El pasado 29 de junio, un sismo de magnitud 2.7 en la escala de Richter se registró en las sierras de Córdoba, generando preocupación entre los residentes de la región. El movimiento telúrico, aunque de baja intensidad, fue percibido por varios habitantes, especialmente en las localidades más cercanas al epicentro.
El Instituto Nacional de Prevención Sísmica (INPRES) informó que el sismo tuvo lugar a las 14:30 horas, con un epicentro ubicado a pocos kilómetros de la ciudad de La Falda, en el corazón del Valle de Punilla. Afortunadamente, no se reportaron daños materiales ni heridos, pero el evento sirvió como recordatorio de la actividad sísmica en la región.
Los expertos del INPRES explicaron que este tipo de sismos son relativamente comunes en la zona debido a la compleja actividad tectónica de las Sierras de Córdoba. Aunque no suelen causar daños significativos, es importante que la población esté preparada y conozca las medidas de seguridad en caso de un sismo de mayor magnitud.

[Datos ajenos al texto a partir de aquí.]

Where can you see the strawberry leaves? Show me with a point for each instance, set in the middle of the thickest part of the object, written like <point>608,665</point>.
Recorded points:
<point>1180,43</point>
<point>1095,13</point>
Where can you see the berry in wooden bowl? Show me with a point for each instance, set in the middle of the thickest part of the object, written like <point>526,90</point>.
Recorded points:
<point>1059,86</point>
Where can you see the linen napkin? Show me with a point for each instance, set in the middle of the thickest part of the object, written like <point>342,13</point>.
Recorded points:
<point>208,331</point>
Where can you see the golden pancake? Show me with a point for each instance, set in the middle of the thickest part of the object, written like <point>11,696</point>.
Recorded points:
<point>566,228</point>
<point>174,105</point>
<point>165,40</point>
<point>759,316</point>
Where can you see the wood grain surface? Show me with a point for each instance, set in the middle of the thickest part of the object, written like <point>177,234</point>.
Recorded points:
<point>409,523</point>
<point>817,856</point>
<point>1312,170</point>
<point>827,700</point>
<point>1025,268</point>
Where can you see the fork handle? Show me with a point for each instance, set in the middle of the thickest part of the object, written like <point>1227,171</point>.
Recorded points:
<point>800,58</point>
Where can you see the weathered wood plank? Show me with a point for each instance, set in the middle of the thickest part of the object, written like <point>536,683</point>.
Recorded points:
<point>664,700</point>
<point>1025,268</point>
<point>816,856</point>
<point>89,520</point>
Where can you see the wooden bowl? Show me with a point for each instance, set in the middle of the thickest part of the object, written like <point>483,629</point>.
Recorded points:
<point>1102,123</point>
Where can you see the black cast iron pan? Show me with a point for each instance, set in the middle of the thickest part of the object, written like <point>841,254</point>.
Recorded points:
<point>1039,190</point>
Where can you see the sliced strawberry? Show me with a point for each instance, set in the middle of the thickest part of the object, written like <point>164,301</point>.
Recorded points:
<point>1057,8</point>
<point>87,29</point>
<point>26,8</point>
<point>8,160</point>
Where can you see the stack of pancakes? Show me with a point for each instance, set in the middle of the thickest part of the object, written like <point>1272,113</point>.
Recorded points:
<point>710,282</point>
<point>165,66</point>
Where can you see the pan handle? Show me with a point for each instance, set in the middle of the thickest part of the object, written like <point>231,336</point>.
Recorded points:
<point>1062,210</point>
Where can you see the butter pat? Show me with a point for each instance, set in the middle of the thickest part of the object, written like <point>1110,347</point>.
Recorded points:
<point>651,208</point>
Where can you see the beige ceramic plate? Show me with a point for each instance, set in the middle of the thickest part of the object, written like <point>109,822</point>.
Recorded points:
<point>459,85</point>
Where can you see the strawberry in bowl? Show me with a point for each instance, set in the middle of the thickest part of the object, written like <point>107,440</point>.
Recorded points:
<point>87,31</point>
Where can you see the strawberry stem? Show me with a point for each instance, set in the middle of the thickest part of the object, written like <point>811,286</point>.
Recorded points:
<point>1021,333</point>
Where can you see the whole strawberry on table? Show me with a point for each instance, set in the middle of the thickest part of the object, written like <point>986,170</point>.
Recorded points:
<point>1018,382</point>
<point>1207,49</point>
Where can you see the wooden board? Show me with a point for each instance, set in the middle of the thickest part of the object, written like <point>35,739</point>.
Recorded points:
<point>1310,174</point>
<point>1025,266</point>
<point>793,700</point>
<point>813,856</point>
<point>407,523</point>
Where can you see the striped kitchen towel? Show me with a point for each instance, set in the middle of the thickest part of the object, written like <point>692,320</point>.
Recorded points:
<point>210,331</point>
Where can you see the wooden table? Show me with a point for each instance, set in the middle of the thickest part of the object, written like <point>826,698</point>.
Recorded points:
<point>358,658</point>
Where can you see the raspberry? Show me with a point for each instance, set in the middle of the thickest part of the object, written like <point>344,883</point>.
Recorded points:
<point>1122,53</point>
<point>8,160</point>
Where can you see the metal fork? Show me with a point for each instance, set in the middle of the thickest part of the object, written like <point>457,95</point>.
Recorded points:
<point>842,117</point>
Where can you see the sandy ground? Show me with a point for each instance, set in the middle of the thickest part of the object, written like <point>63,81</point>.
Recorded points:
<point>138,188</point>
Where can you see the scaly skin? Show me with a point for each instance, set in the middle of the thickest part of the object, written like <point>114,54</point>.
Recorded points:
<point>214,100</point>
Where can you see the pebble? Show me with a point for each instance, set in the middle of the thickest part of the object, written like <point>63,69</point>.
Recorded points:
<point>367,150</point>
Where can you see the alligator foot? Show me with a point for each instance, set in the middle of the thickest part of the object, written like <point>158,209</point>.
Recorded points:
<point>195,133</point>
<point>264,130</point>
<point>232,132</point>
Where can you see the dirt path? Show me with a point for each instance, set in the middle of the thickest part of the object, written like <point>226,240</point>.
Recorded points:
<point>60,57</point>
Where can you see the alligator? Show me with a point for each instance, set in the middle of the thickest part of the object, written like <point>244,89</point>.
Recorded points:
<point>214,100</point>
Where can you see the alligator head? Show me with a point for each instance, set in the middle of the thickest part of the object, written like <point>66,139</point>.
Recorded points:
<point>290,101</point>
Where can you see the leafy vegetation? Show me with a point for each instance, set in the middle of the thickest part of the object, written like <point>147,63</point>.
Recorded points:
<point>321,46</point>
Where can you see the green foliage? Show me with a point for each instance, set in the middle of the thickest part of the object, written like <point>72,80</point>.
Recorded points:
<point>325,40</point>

Las autoridades locales, en coordinación con Defensa Civil, llevaron a cabo un monitoreo exhaustivo de la situación para asegurar que no hubiera consecuencias mayores. Además, se aprovechó la oportunidad para reforzar las campañas de concientización sobre cómo actuar durante y después de un sismo.
Vecinos de la región compartieron sus experiencias a través de redes sociales, describiendo cómo sintieron el temblor y la breve inquietud que generó. Muchos destacaron la importancia de estar informados y preparados para este tipo de eventos naturales.
Este sismo, aunque leve, pone de manifiesto la necesidad de mantener actualizados los planes de emergencia y de que la comunidad participe activamente en simulacros y capacitaciones. La preparación y la información son claves para minimizar el impacto de futuros eventos sísmicos en la región.
En conclusión, aunque el sismo de 2.7 grados no causó daños, es un recordatorio de la actividad sísmica en las Sierras de Córdoba y la importancia de estar siempre preparados.